Press Release
November 29, 2009
HAMILTON—Today, moments after the Grand Entry was completed for the final day of the Canadian Aboriginal Festival in Hamilton, a group of youth will deliver a message, unfurling several banners from the stadium balcony stating: ‘No Olympics on Stolen Native Land’ and ‘Our Land is Life – No 2010 Torch’. The group will also distribute flyers informing people of the reasons for resistance against the Olympics, and inviting people to an information session at Skydragon in Hamilton later in the afternoon.
This information outreach initiative comes in the wake of months of organizing to educate people about the negative impacts of the 2010 Olympics, and in advance of the Olympic Torch Relay which will reach Hamilton on December 19. Last October, a group of Six Nations activists joined non-native activists from across the region in a brief rail blockade of the Olympic Spirit Train during its cross-country promotional tour.
Some of the issues that the group wants to draw attention to include the environmental destruction caused in preparation for the games, the criminalization of homelessness as well as dissent in Vancouver, the brutal impact the Games will have on Indigenous women in the Lower Mainland, the intensive militarization of security for the Games including the presence of American military on Onkwehonwe territory, Canada’s ongoing colonization of Indigenous nations and territories and the failure of Canada to sign the UN Declaration on the Rights of Indigenous Peoples.

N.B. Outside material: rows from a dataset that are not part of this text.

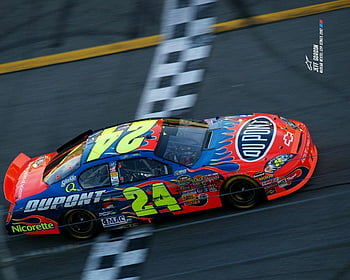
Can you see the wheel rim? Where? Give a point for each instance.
(240, 194)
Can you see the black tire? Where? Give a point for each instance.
(80, 224)
(241, 192)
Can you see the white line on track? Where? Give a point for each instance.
(252, 211)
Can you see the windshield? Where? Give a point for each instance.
(63, 164)
(182, 142)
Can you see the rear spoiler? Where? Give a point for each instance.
(13, 172)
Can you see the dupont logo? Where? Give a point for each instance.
(255, 138)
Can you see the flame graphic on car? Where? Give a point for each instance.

Youth from Six Nations have drawn a lot of attention over the last few months by initiating a series of community meetings with the Band Council to discuss the upcoming Torch Relay stop scheduled for their Territory on December 21. Statement was made from Young Onkwehonwe United: “Our goal is to raise awareness, true awareness of the impact of the 2010 games on Onkwehonwe (Indigenous) peoples and to provide a forum where Onkwehonwe people can unite around this issue.”
During the last Olympic Torch Relay for Beijing 2008, there were major protests along the torch route by activists protesting human rights abuses against the Tibetan people by China. At the time, then AFN Cheif Phil Fontaine said "It's OK to express outrage with the Chinese government's position against Tibet, but [Canadians] should be just as outraged, if not more so... with what is being done to First Nations here."
The public meeting in Hamilton this afternoon will be closed to media, but representatives from Young Onkwehonwe United (YOU) and the Olympic Resistance Network-Ontario (ORNO) will be available for comment. Call Melissa Elliott at 519 757 5436 or email No2010@peaceculture.org.
Photographs and video of the banners at Copps Coliseum will be made available upon request.